Notizia confermata, dopo le anticipazioni di ieri: Paolo Bosusco è stato liberato dai ribelli maoisti che lo avevano rapito il 14 marzo, insieme a Claudio Colangelo, e che nelle ultime ore avevano minacciato di ucciderlo, con quello che avevano definito «un gesto estremo».

Che l’aggettivo fosse capzioso, e che rinviasse a una concezione tanto spietata quanto ottusa della lotta armata, lo abbiamo ampiamente spiegato martedì scorso (qui). E quei giudizi rimangono inalterati in termini assoluti, sia pure prendendo atto che la realtà è andata in una direzione diversa e sperando che a indurre i sequestratori a più miti consigli sia stata la consapevolezza del loro approccio sbagliato, piuttosto che un mero calcolo di convenienza o la pressione delle forze dell’ordine.

Quello che ne esce meglio di tutti, comunque, rimane proprio Paolo Bosusco. Così come aveva già fatto qualche giorno fa parlando col corrispondente locale della BBC, mentre ancora si trovava nelle mani dei naxaliti, anche nelle dichiarazioni rilasciate dopo la liberazione ha manifestato un atteggiamento di assoluta e ammirevole serenità. Sulle sue traversie ha persino ironizzato, replicando all’intervistatore che gli faceva notare come apparisse dimagrito che durante i «28 giorni di “vacanza pagata” purtroppo il cibo era quello che era. I maoisti han cercato di darmi il meglio che potevano. Però purtroppo, date le condizioni della giungla, più che tanto non potevo mangiare. Oltretutto ho avuto due volte la malaria».

Ma se queste sono poco più che delle battute, anche se corroboranti in un’epoca in cui i più si lamentano per ogni nonnulla e i media hanno ormai reso abituale l’enfatizzazione delle sofferenze patite dalle vittime dei vari casi di cronaca nera, l'osservazione che gli fa maggiormente onore è questa: «Non è stata poi così dura.
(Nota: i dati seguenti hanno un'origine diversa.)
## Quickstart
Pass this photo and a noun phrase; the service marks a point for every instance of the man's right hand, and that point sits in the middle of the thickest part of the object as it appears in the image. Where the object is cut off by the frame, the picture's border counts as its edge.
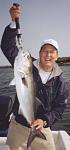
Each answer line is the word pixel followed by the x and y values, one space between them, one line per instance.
pixel 15 12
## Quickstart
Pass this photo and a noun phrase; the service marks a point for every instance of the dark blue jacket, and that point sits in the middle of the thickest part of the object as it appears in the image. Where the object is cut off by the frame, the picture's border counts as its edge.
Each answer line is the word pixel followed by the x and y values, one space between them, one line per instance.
pixel 53 94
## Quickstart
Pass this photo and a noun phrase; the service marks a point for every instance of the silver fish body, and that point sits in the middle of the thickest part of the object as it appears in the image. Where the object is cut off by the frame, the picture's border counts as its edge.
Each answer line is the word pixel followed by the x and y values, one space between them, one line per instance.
pixel 25 91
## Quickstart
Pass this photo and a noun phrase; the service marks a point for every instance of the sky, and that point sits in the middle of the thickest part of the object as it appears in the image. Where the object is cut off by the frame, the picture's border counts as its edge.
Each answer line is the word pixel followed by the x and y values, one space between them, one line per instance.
pixel 40 20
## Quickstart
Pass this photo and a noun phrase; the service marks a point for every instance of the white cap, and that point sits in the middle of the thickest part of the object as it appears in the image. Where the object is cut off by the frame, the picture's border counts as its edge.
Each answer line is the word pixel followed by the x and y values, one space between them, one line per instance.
pixel 52 42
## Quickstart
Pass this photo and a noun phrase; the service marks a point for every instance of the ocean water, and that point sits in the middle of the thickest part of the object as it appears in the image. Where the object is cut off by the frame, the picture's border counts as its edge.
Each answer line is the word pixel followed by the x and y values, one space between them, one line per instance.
pixel 6 75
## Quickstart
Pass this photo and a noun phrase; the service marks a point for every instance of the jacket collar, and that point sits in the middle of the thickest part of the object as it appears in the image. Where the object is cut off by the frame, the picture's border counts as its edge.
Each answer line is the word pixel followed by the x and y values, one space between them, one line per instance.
pixel 56 69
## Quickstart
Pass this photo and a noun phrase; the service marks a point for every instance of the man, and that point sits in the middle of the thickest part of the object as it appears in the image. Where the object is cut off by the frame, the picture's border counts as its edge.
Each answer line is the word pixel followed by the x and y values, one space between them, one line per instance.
pixel 50 89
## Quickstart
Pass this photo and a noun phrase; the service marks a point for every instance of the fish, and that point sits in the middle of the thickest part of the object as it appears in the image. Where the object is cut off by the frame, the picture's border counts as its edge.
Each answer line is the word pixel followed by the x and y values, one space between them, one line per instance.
pixel 26 92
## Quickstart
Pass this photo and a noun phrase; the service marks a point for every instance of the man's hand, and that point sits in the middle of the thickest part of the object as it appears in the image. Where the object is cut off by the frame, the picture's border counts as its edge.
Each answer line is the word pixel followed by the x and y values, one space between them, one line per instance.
pixel 15 12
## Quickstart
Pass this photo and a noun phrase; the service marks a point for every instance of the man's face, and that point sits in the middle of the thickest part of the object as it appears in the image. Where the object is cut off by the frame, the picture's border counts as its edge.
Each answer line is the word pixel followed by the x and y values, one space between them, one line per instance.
pixel 48 55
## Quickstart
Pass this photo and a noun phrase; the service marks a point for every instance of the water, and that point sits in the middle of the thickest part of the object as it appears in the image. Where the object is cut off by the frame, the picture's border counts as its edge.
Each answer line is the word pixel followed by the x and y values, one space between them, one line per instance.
pixel 6 75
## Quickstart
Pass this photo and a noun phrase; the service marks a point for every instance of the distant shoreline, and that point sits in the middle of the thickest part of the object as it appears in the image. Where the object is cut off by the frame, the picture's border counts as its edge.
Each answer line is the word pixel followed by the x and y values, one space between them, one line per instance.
pixel 5 66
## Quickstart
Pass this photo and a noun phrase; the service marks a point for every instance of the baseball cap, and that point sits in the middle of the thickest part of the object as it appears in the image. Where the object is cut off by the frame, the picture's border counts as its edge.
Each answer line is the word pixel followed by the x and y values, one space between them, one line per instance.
pixel 51 42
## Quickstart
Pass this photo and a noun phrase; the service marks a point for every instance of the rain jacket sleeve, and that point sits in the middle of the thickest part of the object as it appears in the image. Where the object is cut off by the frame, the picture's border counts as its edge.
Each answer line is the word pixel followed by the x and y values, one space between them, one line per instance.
pixel 59 103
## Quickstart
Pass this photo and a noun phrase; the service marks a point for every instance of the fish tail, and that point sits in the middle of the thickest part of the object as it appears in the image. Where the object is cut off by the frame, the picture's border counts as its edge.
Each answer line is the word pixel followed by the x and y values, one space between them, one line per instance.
pixel 34 133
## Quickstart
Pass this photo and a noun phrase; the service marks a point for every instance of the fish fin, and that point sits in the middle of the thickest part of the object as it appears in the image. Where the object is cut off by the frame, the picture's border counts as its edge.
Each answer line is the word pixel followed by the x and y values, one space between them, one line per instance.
pixel 24 81
pixel 12 82
pixel 34 133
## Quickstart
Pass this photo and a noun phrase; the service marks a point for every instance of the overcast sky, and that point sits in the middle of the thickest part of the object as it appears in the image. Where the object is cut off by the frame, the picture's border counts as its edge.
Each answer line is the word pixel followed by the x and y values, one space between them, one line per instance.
pixel 40 20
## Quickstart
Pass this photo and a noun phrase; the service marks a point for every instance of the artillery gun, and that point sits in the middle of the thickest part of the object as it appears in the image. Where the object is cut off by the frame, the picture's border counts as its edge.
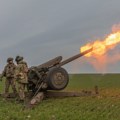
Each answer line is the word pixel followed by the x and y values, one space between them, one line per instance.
pixel 51 75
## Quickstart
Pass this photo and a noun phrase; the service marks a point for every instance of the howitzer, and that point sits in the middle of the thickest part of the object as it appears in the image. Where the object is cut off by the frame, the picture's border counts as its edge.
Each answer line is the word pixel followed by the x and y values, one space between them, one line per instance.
pixel 51 74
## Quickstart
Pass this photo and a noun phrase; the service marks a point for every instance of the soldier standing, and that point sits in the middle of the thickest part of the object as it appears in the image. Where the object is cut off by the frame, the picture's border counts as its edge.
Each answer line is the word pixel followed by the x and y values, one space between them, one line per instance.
pixel 9 73
pixel 21 76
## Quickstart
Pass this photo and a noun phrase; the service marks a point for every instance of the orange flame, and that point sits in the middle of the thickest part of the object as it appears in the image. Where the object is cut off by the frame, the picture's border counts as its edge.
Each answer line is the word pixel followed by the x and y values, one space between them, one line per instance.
pixel 101 47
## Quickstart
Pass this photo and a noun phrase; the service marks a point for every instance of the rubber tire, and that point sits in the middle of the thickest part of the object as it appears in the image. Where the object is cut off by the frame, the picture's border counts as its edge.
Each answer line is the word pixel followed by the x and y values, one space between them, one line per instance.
pixel 51 81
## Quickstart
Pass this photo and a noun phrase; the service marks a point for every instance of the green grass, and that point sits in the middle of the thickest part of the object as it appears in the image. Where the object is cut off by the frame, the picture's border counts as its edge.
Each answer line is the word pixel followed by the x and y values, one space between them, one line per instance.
pixel 106 106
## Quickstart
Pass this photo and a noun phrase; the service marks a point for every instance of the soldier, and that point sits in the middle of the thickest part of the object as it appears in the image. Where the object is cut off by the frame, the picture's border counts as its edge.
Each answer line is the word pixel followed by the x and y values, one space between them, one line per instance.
pixel 21 76
pixel 9 73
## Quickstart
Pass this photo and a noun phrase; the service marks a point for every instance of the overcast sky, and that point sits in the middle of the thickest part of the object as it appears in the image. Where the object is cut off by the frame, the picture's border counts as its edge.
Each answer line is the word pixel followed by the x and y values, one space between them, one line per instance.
pixel 40 30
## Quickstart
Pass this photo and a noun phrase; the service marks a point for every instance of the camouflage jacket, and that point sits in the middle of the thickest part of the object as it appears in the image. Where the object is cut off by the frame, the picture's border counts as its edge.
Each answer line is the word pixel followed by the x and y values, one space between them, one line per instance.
pixel 21 72
pixel 9 71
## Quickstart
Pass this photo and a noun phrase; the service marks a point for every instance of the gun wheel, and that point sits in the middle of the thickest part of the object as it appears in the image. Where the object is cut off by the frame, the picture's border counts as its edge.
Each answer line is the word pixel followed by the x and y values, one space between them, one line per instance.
pixel 58 78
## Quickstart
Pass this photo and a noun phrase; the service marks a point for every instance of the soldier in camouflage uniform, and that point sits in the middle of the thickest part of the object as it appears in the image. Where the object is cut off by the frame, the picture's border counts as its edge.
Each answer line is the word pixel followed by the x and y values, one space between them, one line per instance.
pixel 9 73
pixel 21 76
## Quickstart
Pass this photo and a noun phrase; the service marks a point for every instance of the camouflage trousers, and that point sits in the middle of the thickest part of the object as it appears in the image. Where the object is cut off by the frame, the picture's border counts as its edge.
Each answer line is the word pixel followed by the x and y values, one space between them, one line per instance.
pixel 10 82
pixel 21 90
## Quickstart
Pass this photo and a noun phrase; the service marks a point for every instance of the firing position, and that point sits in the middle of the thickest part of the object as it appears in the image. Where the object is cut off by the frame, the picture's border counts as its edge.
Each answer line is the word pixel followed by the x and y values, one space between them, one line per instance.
pixel 9 73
È stata dura finché avevo con me altre persone di cui avevo la responsabilità».

Sembrano parole tratte da un romanzo di altri tempi. Quando non si aveva paura di essere tacciati di moralismo, solo perché si ribadivano i valori positivi del coraggio e del dovere. Narrativa magari popolare, ma di gran lunga preferibile alle disavventure nevrotiche di tante serie televisive made in USA. Tempi lontanissimi in cui si cresceva (anche) con le storie ingenue e travolgenti di Emilio Salgari, tanto per restare in un’ambientazione indiana.